Guanosine has antiapoptotic effects in vitro [34, 35] and this is another potential mechanism through which guanosine might exert beneficial effects after spinal cord injury. Apoptosis after SCI has been described by many investigators [15, 6267]. In these reports, early apoptosis of neural cells, including neurons, is followed by a delayed wave of predominantly oligodendroglial-programmed cell death in degenerating white matter tracts [6367]. Studies of apoptosis in white matter after injury raise the possibility that glial apoptosis occurs, at least in part, as a consequence of axonal degeneration [68, 69]. However, the presence of activated microglia in contact with apoptotic oligodendrocytes after SCI indicates that this interaction may also activate cell death programs in the oligodendrocyte [70]. Secondary axonal degeneration may then follow [71, 72]. In the present study, guanosine significantly suppressed apoptosis in the injured spinal cords when it was systemically administered daily for 2 weeks beginning 4 h after injury. It seems reasonable to postulate that decreasing apoptosis may be an important mechanism through which guanosine improves neurological outcome after SCI.

Although the intracellular pathways through which guanosine suppresses apoptotic cell death following spinal cord injury are not known, a number of intracellular pathways which protect cells against apoptosis have been identified. These include the phosphatidylinositol 3-kinase (PI-3-K)/Akt/protein kinase B (PKB) pathway [73, 74] and the mitogen-activated protein (MAP) kinase pathway [75]. Our previous studies in vitro have shown that the antiapoptotic effect of guanosine is mediated by the activation of both PI-3-K/Akt/PKB and MAPK pathways [34, 35].

Guanosine can also increase intracellular cAMP in various cell types [36, 37], and increases in cAMP after spinal cord injury have been shown to increase recovery [26, 27]. However, it appears unlikely that increases in intracellular cAMP are responsible for the effects of guanosine since the principal effect of cAMP in enhancing recovery from spinal cord injury appears to be due to its ability to promote axonal regeneration. In contrast, the neuroprotective effects we observed early after administration of guanosine are unlikely to be explained on the basis of outgrowth of damaged axons.
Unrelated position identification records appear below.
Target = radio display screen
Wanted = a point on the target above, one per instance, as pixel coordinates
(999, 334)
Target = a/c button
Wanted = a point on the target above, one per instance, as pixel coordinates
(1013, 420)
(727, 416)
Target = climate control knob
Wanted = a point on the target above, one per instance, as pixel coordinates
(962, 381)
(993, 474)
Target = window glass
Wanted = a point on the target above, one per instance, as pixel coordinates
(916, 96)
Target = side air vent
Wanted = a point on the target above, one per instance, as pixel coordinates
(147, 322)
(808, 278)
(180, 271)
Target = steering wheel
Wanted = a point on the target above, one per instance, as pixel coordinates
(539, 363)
A much longer time frame could be required for this to occur.

A further possible mechanism by which guanosine might exert its neuroprotective effects is by stimulating cells to release and increase synthesis of various trophic factors, such as basic fibroblast growth factor (bFGF), nerve growth factor (NGF), and neurotrophin-3 (NT-3) [28]. Such trophic factors can contribute to tissue preservation after trauma [67]. The ability of guanosine to stimulate production and release of trophic factors may not only have early effects, but also may contribute to the reduced number of apoptotic cells observed 3 weeks after the injury.
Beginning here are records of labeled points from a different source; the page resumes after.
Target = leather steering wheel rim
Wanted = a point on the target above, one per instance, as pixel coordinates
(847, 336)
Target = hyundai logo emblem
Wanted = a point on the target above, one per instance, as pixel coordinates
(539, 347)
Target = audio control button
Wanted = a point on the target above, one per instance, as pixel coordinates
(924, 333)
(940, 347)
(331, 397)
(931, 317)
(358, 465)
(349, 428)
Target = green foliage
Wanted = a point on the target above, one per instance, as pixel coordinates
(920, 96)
This study is important not only because it is the first to demonstrate the neuroprotective effect of systemically administered guanosine in acute spinal cord injury, but also because it indicates some of the potential mechanisms whereby guanosine may exert its neuroprotective effects in vivo. This work provides a basis for further exploration of the purinergic mechanisms underlying the neuroprotective effects of exogenous guanosine. Furthermore, and of potential clinical importance, is that guanosine was effective when it was administered 4 h after the injury—a realistic time frame in which to initiate treatment after spinal cord injury in humans.